Off topic: I just realized that you wrote Big Mac Reads Something Purple, which is one of my favorite MLP fanfics.
The situation is sad, but I was expecting people to think about causality. It looks like they may just be associating emotions with salient features.
If this is what happens, the Dark Arts potential for exploiting this are enormous.
Yes; but if Celestia did visualize that, she’d trust and follow the equations.
So, a writer has to write for two completely different audiences. One understands the story and thinks about it causally. One audience understands it only on the level of “immortal is sad, immortality bad”.
(Which is larger: The difference in intelligence between these two groups, or between the second group and dogs?)
Thanks! Maybe someday I will rework it and resubmit it to EqD. They didn’t like it.
Well, the authorial possibilities are certainly enormous. “The Sword of Good” runs on this, for example.
Agreed. I suspect that you probably can’t explain the story you want to the audience you have. Being more explicit about it might help, but… eh.
This depends on what metric you use to measure and what purpose you want to direct those intelligences towards. In general, the latter difference is larger.

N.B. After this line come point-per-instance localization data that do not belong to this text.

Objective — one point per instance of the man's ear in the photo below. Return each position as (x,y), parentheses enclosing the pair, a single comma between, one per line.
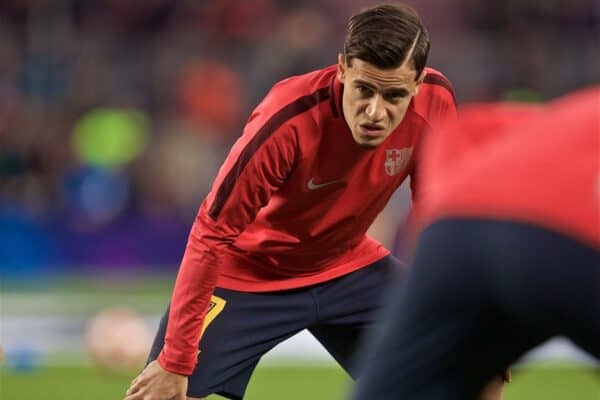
(419,81)
(341,73)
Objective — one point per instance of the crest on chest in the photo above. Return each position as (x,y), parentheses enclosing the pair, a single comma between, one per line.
(396,160)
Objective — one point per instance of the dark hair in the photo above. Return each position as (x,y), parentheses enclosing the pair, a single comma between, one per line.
(385,36)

From my reading of their response, if you drop the first two endings and make it explicitly a one-shot, it’ll pass muster on word count. It’s short, but that’s because it’s written with beautifully economic prose. (The “very flat” description just seems odd to me- that’s the point! I don’t know if you just need to find a sympathetic pre-reader or explaining the reason behind it will be sufficient.)
Yes, but the first two endings lead up to the third ending. Starting with the sad ending makes the happy ending happier. I really don’t like making stories worse for EqD. (They’re also bad about first-person narrative—the pre-readers sometimes complain about first-person narrative that isn’t grammatically correct.)
The pre-reader’s interpretation of the word limit rule was arbitrary—the rule just says “2500 words”, nothing about alternate endings. It was silly for him to interpret the lower limit on words so that removing words makes the story appear to have more words.